Critical Vulnerability in Cisco Secure Workload Exposes Sensitive Data
**Cisco** has released patches for a critical vulnerability in its Secure Workload platform. The flaw, **CVE-2026-20223**, could allow unauthenticated, remote attackers to access sensitive data and make unauthorized configuration changes.
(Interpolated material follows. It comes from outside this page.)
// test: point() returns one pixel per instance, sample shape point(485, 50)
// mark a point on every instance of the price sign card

### Critical Cisco Secure Workload Vulnerability
A maximum-severity vulnerability has been discovered in **Cisco** Secure Workload, potentially allowing attackers to access sensitive data without authentication. The vulnerability, tracked as **CVE-2026-20223**, has a CVSS score of 10.0, indicating its critical nature.
### Technical Details
The vulnerability stems from insufficient validation and authentication mechanisms when accessing REST API endpoints. According to **Cisco**, an attacker could exploit this by sending a crafted API request to a vulnerable endpoint. Successful exploitation could grant the attacker the ability to read sensitive information and modify configurations across tenant boundaries, with the privileges of the Site Admin user.
### Impact
The flaw affects **Cisco** Secure Workload Cluster Software on both SaaS and on-premise deployments, irrespective of device configuration. **Cisco** has stated that there are no available workarounds to mitigate the vulnerability, emphasizing the need for immediate patching.
### Affected Versions and Fixes
**Cisco** has addressed the vulnerability in the following versions:
* Cisco Secure Workload Release 3.9 and earlier: Migrate to a fixed release.
* Cisco Secure Workload Release 3.10: Fixed in 3.10.8.3.
* Cisco Secure Workload Release 4.0: Fixed in 4.0.3.17.
### Discovery and Exploitation
**Cisco** discovered the vulnerability during internal security testing. The company reports that there is no evidence of the vulnerability being exploited in the wild.
### Recent Cisco Vulnerabilities
This disclosure follows a recent announcement regarding another critical authentication bypass flaw in the **Cisco** Catalyst SD-WAN Controller (**CVE-2026-20182**). This vulnerability is actively being exploited by a threat actor known as UAT-8616 to gain unauthorized access to SD-WAN systems.